# Billing Transtion of care to BCBS



## rzapp49@yahoo.com (Aug 24, 2016)

Can any one tell me why BCBS is denying transition of care codes ( 99495 -99496 ) . I have been getting paid from other insurance , I cant get BCBS to pay these codes. Can any one help with this. Thank you


----------



## Rebecca Pate (Oct 28, 2016)

*Bcbs tcm*

I am having the same problem.  The explanation they give makes no sense.  Does anyone have any insight to offer?

Thanks!


----------



## abyrne (Nov 10, 2016)

Anthem BCBS does not cover TCM codes.
These most likely will need to be billed out as EM codes if appropriate.


----------



## amybalcomhall@gmail.com (Nov 10, 2016)

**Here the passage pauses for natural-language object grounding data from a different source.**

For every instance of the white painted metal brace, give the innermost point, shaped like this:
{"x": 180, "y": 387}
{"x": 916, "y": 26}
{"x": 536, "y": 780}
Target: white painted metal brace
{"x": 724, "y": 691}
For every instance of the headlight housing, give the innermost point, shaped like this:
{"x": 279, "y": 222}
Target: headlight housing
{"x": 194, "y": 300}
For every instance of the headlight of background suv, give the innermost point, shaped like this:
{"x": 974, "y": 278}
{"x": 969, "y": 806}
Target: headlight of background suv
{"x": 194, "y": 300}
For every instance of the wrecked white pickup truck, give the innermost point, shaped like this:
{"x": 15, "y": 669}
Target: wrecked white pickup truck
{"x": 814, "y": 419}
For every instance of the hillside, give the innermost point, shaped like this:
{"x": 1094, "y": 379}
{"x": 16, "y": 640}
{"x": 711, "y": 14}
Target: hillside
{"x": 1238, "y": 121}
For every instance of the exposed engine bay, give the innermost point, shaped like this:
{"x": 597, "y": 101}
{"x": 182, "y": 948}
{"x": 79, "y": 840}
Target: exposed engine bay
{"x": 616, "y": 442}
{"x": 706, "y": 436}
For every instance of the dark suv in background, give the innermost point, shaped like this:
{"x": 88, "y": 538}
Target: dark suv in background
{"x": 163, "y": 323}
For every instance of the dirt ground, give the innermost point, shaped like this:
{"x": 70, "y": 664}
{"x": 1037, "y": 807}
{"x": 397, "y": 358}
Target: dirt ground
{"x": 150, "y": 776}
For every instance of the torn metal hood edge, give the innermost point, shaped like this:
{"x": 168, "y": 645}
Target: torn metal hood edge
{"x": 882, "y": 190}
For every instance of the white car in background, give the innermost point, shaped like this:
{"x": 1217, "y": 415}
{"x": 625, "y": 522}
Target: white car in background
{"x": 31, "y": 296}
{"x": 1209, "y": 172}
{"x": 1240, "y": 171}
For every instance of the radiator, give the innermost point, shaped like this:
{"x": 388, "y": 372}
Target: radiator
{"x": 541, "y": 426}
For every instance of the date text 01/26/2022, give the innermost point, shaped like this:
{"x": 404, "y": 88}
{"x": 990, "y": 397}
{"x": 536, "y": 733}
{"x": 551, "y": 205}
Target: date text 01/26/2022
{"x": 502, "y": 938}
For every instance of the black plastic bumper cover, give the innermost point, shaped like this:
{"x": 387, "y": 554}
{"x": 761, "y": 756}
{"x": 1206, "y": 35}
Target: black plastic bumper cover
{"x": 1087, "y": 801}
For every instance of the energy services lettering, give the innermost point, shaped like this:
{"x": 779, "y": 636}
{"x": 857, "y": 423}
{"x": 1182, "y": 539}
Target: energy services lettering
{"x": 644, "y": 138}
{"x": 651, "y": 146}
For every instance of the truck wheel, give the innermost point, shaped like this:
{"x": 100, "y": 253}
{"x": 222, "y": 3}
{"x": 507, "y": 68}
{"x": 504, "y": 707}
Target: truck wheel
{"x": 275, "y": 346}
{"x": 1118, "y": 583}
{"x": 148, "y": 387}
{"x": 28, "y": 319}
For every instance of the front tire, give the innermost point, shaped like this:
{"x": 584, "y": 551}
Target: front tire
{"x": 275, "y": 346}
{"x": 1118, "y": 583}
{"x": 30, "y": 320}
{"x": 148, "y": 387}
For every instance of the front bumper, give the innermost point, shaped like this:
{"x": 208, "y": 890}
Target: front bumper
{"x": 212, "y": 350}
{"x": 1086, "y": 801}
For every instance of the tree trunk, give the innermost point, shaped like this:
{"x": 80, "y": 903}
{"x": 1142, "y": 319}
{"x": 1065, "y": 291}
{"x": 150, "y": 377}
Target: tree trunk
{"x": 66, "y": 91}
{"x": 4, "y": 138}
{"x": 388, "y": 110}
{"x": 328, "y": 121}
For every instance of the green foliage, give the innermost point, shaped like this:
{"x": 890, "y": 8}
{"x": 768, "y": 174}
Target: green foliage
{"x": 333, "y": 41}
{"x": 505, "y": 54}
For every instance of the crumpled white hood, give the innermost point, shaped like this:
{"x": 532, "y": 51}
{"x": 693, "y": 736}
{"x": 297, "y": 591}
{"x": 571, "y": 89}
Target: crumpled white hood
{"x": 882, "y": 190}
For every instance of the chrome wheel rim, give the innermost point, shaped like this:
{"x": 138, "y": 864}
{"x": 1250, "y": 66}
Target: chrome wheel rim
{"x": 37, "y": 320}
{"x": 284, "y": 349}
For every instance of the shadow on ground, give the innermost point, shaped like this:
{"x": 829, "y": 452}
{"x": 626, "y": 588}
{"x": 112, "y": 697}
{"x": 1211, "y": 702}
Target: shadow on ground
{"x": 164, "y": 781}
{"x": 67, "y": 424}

TOC is a non-covered service under BCBS.  We went through this a year ago & had the same confusion because they had Cpt codes 99495 & 99496 on their fee schedule. 
We received clarification from our Provider Rep & TOC is definitely non-covered.  You will have to bill these visits following E/M coding guidelines.

Perhaps they will cover TOC in 2017.  I know under best practices thre are only a handful of codes that will be payable in 2017 and the rest will fall under capitation. We'll have to wait and see.


----------